We have an initial load requirement with upto 15k rows in one req for the DATA table and hence to the search tables to keep in sync. We do it in batch inserts with each bacth as 4 queries (one to each table) to keep consistency.

But for every batch we need to read the data. If exists, just update only the DATA table's lastUpdatedDate column, else insert to all the 4 tables.
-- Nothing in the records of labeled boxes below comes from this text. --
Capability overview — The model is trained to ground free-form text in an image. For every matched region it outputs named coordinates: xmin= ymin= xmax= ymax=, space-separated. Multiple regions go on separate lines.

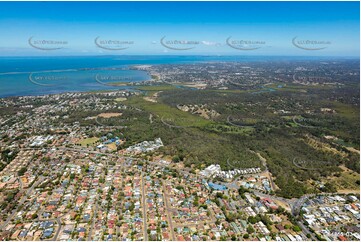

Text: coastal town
xmin=0 ymin=91 xmax=360 ymax=241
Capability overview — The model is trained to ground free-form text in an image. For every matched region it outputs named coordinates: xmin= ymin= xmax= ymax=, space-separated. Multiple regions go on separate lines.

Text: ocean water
xmin=0 ymin=56 xmax=334 ymax=97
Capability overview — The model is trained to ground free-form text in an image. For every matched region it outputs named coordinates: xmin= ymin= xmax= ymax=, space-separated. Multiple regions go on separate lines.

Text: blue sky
xmin=0 ymin=2 xmax=360 ymax=57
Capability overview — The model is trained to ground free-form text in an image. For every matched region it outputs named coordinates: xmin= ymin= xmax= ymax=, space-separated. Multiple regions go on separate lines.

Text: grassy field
xmin=125 ymin=93 xmax=212 ymax=127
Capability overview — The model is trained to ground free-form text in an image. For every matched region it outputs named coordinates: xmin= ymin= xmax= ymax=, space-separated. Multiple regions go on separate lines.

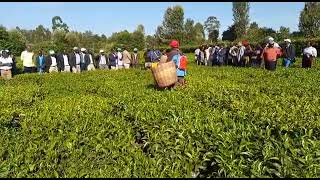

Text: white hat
xmin=284 ymin=39 xmax=291 ymax=43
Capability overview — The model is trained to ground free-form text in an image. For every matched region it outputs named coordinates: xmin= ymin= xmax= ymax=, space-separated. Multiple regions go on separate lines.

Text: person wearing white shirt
xmin=21 ymin=45 xmax=36 ymax=73
xmin=96 ymin=49 xmax=108 ymax=69
xmin=117 ymin=48 xmax=123 ymax=69
xmin=80 ymin=48 xmax=89 ymax=72
xmin=0 ymin=50 xmax=13 ymax=80
xmin=86 ymin=51 xmax=96 ymax=71
xmin=302 ymin=42 xmax=317 ymax=68
xmin=194 ymin=48 xmax=200 ymax=61
xmin=266 ymin=37 xmax=281 ymax=49
xmin=46 ymin=50 xmax=58 ymax=73
xmin=204 ymin=46 xmax=212 ymax=66
xmin=62 ymin=51 xmax=70 ymax=72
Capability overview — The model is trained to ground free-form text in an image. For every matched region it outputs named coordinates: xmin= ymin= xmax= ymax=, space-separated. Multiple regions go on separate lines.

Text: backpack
xmin=179 ymin=55 xmax=188 ymax=70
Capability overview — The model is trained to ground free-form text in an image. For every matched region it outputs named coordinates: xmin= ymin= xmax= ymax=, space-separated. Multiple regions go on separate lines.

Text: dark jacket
xmin=168 ymin=49 xmax=180 ymax=62
xmin=131 ymin=53 xmax=140 ymax=64
xmin=108 ymin=53 xmax=117 ymax=66
xmin=68 ymin=52 xmax=76 ymax=68
xmin=143 ymin=51 xmax=151 ymax=62
xmin=283 ymin=44 xmax=296 ymax=59
xmin=56 ymin=53 xmax=69 ymax=72
xmin=45 ymin=55 xmax=58 ymax=72
xmin=36 ymin=55 xmax=47 ymax=68
xmin=94 ymin=54 xmax=109 ymax=68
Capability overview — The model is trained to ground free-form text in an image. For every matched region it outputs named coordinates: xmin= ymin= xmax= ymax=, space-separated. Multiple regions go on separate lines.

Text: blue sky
xmin=0 ymin=2 xmax=304 ymax=36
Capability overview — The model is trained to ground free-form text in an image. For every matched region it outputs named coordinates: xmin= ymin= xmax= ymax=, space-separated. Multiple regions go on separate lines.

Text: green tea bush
xmin=0 ymin=55 xmax=320 ymax=178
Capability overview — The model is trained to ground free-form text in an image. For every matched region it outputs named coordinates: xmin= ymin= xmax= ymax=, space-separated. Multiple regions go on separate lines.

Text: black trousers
xmin=264 ymin=61 xmax=277 ymax=71
xmin=302 ymin=56 xmax=313 ymax=68
xmin=23 ymin=66 xmax=35 ymax=73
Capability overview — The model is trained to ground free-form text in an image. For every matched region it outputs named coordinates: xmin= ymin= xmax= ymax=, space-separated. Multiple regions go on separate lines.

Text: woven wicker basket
xmin=151 ymin=61 xmax=178 ymax=88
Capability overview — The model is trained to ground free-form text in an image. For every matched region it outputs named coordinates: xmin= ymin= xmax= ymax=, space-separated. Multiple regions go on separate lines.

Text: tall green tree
xmin=299 ymin=2 xmax=320 ymax=37
xmin=277 ymin=26 xmax=290 ymax=41
xmin=194 ymin=22 xmax=205 ymax=44
xmin=232 ymin=2 xmax=250 ymax=39
xmin=204 ymin=16 xmax=220 ymax=42
xmin=222 ymin=25 xmax=237 ymax=41
xmin=52 ymin=16 xmax=69 ymax=32
xmin=156 ymin=6 xmax=184 ymax=43
xmin=183 ymin=18 xmax=196 ymax=45
xmin=136 ymin=24 xmax=145 ymax=35
xmin=129 ymin=24 xmax=145 ymax=50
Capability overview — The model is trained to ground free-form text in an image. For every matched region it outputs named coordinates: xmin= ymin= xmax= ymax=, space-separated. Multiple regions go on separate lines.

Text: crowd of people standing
xmin=0 ymin=37 xmax=317 ymax=79
xmin=17 ymin=46 xmax=139 ymax=74
xmin=195 ymin=37 xmax=317 ymax=70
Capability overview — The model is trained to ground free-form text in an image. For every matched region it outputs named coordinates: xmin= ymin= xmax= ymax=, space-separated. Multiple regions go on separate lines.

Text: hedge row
xmin=0 ymin=59 xmax=320 ymax=178
xmin=158 ymin=38 xmax=320 ymax=56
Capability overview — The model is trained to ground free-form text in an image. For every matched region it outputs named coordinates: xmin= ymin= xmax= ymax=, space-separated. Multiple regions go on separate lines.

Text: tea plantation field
xmin=0 ymin=54 xmax=320 ymax=178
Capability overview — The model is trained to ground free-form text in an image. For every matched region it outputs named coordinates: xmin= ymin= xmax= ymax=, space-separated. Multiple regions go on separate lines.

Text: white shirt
xmin=76 ymin=53 xmax=81 ymax=65
xmin=63 ymin=54 xmax=69 ymax=66
xmin=89 ymin=54 xmax=93 ymax=64
xmin=303 ymin=46 xmax=317 ymax=57
xmin=194 ymin=48 xmax=200 ymax=56
xmin=51 ymin=56 xmax=57 ymax=67
xmin=266 ymin=42 xmax=281 ymax=48
xmin=117 ymin=52 xmax=123 ymax=66
xmin=237 ymin=46 xmax=246 ymax=61
xmin=21 ymin=51 xmax=36 ymax=67
xmin=205 ymin=47 xmax=211 ymax=59
xmin=0 ymin=57 xmax=13 ymax=70
xmin=99 ymin=55 xmax=107 ymax=64
xmin=80 ymin=52 xmax=86 ymax=63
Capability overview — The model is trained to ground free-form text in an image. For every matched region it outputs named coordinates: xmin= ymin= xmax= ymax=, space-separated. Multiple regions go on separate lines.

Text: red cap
xmin=169 ymin=40 xmax=179 ymax=48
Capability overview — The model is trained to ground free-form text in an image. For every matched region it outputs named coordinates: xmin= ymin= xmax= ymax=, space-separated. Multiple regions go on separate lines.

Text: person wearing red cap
xmin=168 ymin=40 xmax=186 ymax=85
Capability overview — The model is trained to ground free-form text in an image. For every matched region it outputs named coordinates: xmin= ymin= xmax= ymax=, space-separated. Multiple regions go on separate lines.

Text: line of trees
xmin=0 ymin=2 xmax=320 ymax=55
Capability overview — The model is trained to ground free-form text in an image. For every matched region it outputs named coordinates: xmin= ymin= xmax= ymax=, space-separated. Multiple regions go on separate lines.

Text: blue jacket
xmin=172 ymin=54 xmax=187 ymax=77
xmin=148 ymin=50 xmax=161 ymax=62
xmin=108 ymin=53 xmax=118 ymax=66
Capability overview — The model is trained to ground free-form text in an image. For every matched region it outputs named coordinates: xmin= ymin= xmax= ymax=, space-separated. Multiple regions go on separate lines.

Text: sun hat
xmin=169 ymin=40 xmax=179 ymax=48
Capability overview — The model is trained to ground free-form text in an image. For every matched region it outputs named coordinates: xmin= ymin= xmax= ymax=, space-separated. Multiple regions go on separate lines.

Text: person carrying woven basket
xmin=168 ymin=40 xmax=187 ymax=85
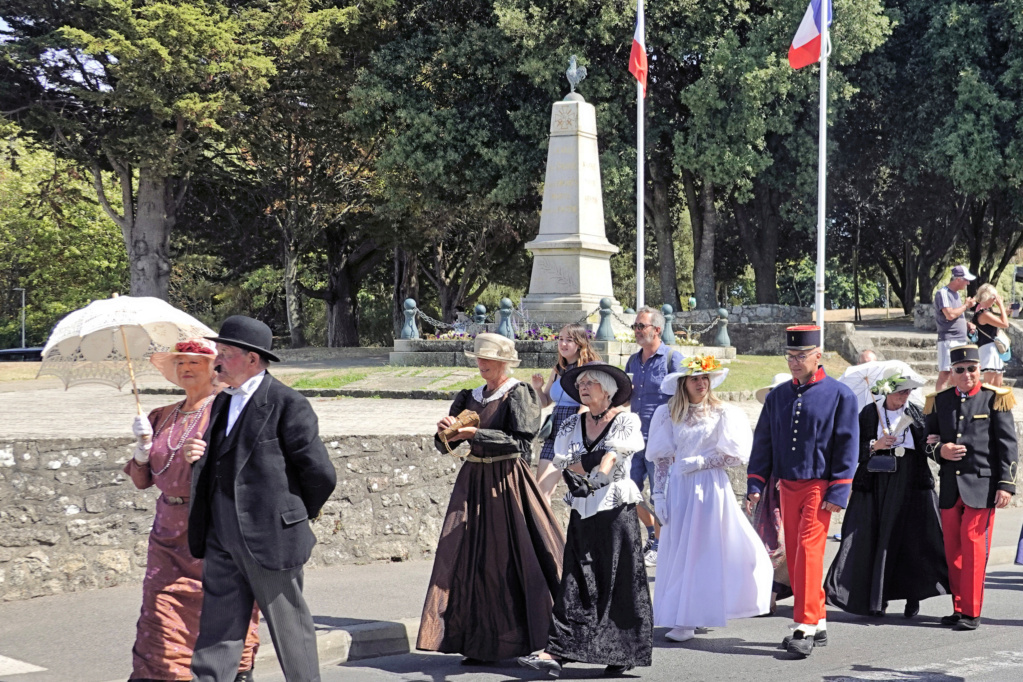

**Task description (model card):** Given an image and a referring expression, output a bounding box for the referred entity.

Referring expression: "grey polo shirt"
[934,286,968,343]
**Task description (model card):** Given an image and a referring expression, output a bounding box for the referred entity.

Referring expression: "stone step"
[871,334,937,349]
[874,346,937,363]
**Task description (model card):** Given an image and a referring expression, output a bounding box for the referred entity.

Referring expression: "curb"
[247,545,1017,673]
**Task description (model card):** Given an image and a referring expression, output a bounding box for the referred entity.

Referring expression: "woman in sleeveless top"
[973,284,1009,385]
[532,324,601,502]
[124,338,259,682]
[416,333,565,665]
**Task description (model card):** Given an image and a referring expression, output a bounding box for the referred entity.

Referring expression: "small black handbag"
[866,455,898,473]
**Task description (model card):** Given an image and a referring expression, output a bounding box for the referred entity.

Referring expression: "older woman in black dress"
[416,333,565,665]
[825,369,948,618]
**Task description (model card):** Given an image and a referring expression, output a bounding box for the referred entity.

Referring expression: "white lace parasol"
[37,295,216,390]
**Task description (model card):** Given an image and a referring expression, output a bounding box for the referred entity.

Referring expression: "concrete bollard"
[497,299,515,340]
[661,304,675,346]
[400,299,419,338]
[596,299,615,340]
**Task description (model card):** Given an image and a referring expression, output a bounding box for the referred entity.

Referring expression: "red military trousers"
[780,479,831,626]
[941,497,994,618]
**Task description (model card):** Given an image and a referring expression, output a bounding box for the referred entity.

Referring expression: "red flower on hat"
[174,338,217,356]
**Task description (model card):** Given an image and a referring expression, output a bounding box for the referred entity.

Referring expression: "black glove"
[562,469,595,497]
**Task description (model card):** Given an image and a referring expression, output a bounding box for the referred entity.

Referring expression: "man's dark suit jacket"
[928,383,1017,509]
[188,372,338,571]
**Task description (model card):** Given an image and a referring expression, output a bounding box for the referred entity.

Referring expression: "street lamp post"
[13,286,26,348]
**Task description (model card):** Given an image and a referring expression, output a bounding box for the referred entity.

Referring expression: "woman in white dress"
[647,356,774,642]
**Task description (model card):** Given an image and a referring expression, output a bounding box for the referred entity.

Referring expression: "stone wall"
[0,436,495,600]
[7,422,1023,600]
[673,304,813,329]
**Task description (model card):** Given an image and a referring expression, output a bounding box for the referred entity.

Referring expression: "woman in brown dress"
[124,338,259,682]
[416,333,565,665]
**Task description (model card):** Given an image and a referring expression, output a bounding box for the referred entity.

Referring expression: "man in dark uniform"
[924,346,1017,630]
[746,326,859,657]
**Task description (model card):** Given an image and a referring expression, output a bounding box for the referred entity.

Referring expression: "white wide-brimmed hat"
[753,372,792,405]
[661,355,728,396]
[465,332,520,367]
[871,367,924,396]
[149,338,217,387]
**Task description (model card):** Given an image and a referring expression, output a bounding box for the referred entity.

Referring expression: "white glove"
[676,455,704,474]
[131,414,152,464]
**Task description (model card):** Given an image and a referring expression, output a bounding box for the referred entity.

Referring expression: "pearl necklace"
[152,394,217,476]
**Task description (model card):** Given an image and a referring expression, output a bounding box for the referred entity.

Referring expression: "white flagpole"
[636,81,647,310]
[815,0,831,351]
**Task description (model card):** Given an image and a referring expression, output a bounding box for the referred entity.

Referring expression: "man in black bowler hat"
[182,315,337,682]
[924,345,1018,630]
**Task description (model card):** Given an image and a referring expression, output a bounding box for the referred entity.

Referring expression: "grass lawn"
[279,368,371,389]
[279,355,849,392]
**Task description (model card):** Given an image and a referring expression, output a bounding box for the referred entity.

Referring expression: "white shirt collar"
[225,369,266,398]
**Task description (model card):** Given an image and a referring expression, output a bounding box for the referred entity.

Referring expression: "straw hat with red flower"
[661,355,728,396]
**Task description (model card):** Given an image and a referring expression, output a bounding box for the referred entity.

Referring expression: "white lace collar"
[473,377,522,405]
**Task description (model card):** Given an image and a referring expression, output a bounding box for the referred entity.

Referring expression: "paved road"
[257,566,1023,682]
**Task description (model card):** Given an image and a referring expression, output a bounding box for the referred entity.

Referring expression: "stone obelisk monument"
[523,56,621,324]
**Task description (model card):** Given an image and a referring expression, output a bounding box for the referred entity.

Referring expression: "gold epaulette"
[924,387,954,414]
[981,383,1016,412]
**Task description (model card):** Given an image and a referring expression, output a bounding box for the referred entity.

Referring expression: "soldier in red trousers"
[924,346,1017,630]
[746,326,859,657]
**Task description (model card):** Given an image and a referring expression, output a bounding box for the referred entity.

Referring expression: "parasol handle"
[867,376,891,436]
[121,325,142,416]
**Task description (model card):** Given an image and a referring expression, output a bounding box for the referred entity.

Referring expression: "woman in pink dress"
[124,338,259,682]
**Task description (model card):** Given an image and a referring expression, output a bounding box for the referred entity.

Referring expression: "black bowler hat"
[207,315,280,362]
[948,344,980,365]
[562,362,632,407]
[785,324,820,351]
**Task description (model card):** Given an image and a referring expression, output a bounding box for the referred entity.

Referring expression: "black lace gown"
[546,417,654,668]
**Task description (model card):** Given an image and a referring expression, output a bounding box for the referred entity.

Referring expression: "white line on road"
[828,651,1023,682]
[0,656,46,675]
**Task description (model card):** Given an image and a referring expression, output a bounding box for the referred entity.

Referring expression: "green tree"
[0,0,273,299]
[0,125,128,347]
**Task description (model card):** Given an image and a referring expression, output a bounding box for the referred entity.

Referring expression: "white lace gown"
[647,405,774,628]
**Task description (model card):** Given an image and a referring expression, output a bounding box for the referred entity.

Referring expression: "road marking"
[828,651,1023,682]
[0,656,46,675]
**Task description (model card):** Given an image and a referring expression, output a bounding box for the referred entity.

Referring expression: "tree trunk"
[732,186,781,304]
[125,168,175,301]
[393,246,419,338]
[326,268,359,348]
[693,180,717,310]
[643,157,682,311]
[281,239,308,348]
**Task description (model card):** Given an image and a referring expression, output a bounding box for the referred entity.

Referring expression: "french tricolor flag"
[629,0,647,97]
[789,0,833,69]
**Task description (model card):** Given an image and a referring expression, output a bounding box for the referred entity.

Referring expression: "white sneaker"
[664,628,697,642]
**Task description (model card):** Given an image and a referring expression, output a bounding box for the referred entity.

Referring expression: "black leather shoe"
[952,616,980,630]
[461,656,494,666]
[782,630,828,649]
[785,630,813,658]
[519,653,562,677]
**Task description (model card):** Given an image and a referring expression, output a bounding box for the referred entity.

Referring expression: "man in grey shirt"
[934,265,976,391]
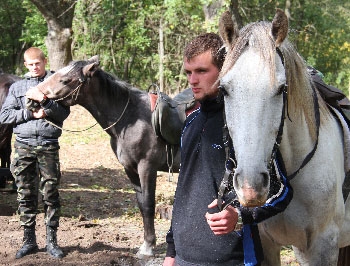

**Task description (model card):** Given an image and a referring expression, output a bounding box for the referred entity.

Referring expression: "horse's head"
[219,10,288,206]
[36,56,99,105]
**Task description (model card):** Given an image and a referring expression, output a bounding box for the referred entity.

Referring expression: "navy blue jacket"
[166,96,293,266]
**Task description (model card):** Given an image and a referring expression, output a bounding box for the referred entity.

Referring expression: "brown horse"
[32,57,179,257]
[0,73,20,187]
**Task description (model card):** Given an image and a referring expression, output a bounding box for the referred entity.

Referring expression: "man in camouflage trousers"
[0,47,70,259]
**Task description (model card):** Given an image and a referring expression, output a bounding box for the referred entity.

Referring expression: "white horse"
[219,10,350,266]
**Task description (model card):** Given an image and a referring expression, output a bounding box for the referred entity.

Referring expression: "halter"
[46,68,130,133]
[217,47,320,210]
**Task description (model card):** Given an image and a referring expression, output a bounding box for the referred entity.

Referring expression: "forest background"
[0,0,350,95]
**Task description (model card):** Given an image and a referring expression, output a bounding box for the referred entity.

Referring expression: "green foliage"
[0,0,25,73]
[0,0,350,93]
[20,0,47,50]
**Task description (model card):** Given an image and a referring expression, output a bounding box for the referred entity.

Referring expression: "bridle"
[217,47,320,210]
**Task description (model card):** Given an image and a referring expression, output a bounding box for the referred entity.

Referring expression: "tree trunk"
[230,0,243,29]
[158,20,164,93]
[30,0,77,71]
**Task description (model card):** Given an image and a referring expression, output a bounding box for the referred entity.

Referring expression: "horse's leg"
[259,227,281,266]
[339,194,350,247]
[125,166,157,258]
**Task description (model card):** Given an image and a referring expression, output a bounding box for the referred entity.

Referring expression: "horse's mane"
[220,21,327,138]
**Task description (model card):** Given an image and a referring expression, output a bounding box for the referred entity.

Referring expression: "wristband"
[40,94,50,106]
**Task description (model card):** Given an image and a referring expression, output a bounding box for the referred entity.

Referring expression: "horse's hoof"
[136,242,154,260]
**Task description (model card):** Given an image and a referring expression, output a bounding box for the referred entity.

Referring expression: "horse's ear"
[83,62,99,77]
[219,11,239,48]
[271,8,288,47]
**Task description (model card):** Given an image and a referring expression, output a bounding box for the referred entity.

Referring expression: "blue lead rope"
[243,224,264,266]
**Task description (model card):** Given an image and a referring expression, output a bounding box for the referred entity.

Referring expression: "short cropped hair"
[184,33,226,70]
[24,47,45,61]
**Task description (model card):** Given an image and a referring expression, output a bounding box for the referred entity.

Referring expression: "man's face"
[24,57,46,78]
[184,51,220,100]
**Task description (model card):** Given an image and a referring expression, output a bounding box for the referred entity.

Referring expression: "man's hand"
[33,108,46,118]
[26,87,44,103]
[205,200,238,235]
[163,257,175,266]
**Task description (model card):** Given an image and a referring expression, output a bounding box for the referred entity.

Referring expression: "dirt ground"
[0,106,298,266]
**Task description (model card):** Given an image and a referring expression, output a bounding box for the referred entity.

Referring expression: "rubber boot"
[46,226,63,259]
[16,226,38,259]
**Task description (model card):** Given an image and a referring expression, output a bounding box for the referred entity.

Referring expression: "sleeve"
[0,85,33,125]
[239,163,293,224]
[165,226,176,258]
[42,100,70,124]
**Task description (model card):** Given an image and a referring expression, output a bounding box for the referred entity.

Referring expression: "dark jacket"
[0,71,70,145]
[166,96,293,266]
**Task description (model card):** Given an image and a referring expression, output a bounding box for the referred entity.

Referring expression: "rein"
[217,47,320,210]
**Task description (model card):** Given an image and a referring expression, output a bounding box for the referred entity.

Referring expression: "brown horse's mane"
[220,21,328,139]
[68,61,133,98]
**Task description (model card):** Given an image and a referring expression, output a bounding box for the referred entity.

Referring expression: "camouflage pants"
[10,141,61,227]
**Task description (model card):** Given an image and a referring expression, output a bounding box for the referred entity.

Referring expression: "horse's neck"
[79,80,132,132]
[280,112,316,174]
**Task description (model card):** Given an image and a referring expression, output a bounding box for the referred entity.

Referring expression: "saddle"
[308,66,350,124]
[148,84,200,145]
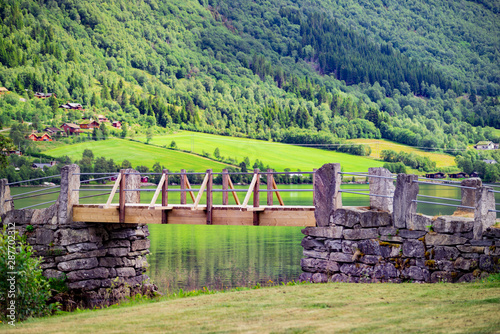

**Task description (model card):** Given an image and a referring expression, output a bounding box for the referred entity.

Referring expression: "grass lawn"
[348,138,456,167]
[43,138,226,172]
[3,281,500,334]
[138,131,383,172]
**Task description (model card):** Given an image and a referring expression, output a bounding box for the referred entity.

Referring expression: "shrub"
[0,226,58,322]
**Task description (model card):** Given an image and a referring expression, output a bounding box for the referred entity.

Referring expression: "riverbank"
[2,275,500,333]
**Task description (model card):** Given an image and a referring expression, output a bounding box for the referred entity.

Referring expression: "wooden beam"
[241,174,258,209]
[266,169,274,206]
[193,172,208,210]
[149,173,165,208]
[104,173,122,209]
[222,169,229,205]
[227,175,241,205]
[119,169,126,223]
[161,169,168,224]
[253,168,260,226]
[273,178,285,206]
[206,169,213,225]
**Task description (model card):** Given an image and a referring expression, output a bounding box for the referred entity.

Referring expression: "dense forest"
[0,0,500,163]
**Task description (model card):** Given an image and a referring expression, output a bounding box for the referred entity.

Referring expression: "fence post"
[314,163,342,227]
[0,179,14,216]
[473,186,497,240]
[181,169,187,204]
[392,174,419,229]
[253,168,260,226]
[368,167,395,212]
[57,164,80,224]
[266,169,274,206]
[207,169,213,225]
[161,169,168,224]
[222,169,229,205]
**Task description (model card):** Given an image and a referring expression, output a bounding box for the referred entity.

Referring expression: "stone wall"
[0,165,156,307]
[300,165,500,283]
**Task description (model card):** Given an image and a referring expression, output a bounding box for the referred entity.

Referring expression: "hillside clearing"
[138,131,383,172]
[6,282,500,333]
[348,138,456,168]
[43,138,226,172]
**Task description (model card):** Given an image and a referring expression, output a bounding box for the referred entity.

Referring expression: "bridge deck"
[73,204,316,227]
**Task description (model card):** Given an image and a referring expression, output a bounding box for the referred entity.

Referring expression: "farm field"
[4,281,500,333]
[138,131,383,172]
[43,138,226,172]
[348,138,456,168]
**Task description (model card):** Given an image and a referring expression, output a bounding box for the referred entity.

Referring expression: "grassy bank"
[3,281,500,333]
[137,131,383,172]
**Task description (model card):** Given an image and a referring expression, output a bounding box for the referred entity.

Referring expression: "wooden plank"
[273,178,285,206]
[241,174,257,209]
[222,169,229,205]
[104,173,122,209]
[119,169,126,223]
[266,169,274,206]
[206,169,213,225]
[227,175,241,205]
[149,174,165,207]
[192,172,208,210]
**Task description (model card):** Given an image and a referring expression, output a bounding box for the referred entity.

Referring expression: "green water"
[7,184,500,292]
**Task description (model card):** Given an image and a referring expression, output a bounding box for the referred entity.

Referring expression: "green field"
[139,131,383,172]
[5,282,500,333]
[43,138,230,172]
[348,138,456,167]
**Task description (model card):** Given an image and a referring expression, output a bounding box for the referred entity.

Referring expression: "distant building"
[28,133,52,141]
[80,121,99,129]
[425,172,446,179]
[61,123,82,134]
[59,103,83,110]
[448,172,467,179]
[474,141,495,150]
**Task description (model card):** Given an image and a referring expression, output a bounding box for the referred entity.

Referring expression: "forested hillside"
[0,0,500,163]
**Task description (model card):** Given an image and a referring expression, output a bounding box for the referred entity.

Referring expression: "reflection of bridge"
[73,169,316,226]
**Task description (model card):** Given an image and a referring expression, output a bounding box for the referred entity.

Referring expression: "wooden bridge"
[73,169,316,226]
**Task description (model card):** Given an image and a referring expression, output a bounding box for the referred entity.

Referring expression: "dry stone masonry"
[0,165,156,307]
[300,164,500,283]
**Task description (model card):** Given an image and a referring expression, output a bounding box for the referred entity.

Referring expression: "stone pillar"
[472,187,497,240]
[392,174,418,229]
[0,179,14,216]
[457,177,483,213]
[314,163,342,226]
[368,167,395,212]
[57,164,80,224]
[124,168,141,203]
And below is the code snippet how we are doing:

public List<Items> loadData(List<Items> items) {
    CountDownLatch latch = new CountDownLatch(items.size());
    ForkJoinPool pool = new ForkJoinPool(6);
    pool.submit(() -> items.parallelStream().forEach(item -> {
      BatchStatement batch = prepareBatchForCreateOrUpdate(item);
      batch.setConsistencyLevel(ConsistencyLevel.LOCAL_ONE);
      ResultSetFuture future = getSession().executeAsync(batch);
      Futures.addCallback(future, new AsyncCallBack(latch), pool);
    }));

    try {
      latch.await();
    } catch (InterruptedException e) {
      Thread.currentThread().interrupt();
    }

    //TODO Consider what to do with the failed Items, Retry? or remove from the items in the return type
    return items;
}

private BatchStatement prepareBatchForCreateOrUpdate(Item item) {
    BatchStatement batch = new BatchStatement();
    Item existingItem = getExisting(item) //synchronous read
    if (null != data) {
      existingItem.setLastUpdatedDateTime(new Timestamp(System.currentTimeMillis()));
      batch.add(existingItem));
      return batch;
    }

    batch.add(item);
    batch.add(convertItemToSearch1(item));
    batch.add(convertItemToSearch2(item));
    batch.add(convertItemToSearch3(item));

    return batch;
  }

class AsyncCallBack implements FutureCallback<ResultSet> {
    private CountDownLatch latch;

    AsyncCallBack(CountDownLatch latch) {
      this.latch = latch;
    }

    // Cooldown the latch for either success or failure so that the thread that is waiting on latch.await() will know when all the asyncs are completed.
    @Override
    public void onSuccess(ResultSet result) {
      latch.countDown();
    }

    @Override
    public void onFailure(Throwable t) {
      LOGGER.warn("Failed async query execution, Cause:{}:{}", t.getCause(), t.getMessage());
      latch.countDown();
    }
  }

The execution is taking about 1.5 to 2 mins for 15k items considering the network roundtrip b/w application and cassandra cluster(Both reside on same DNS but different pods on kubernetes)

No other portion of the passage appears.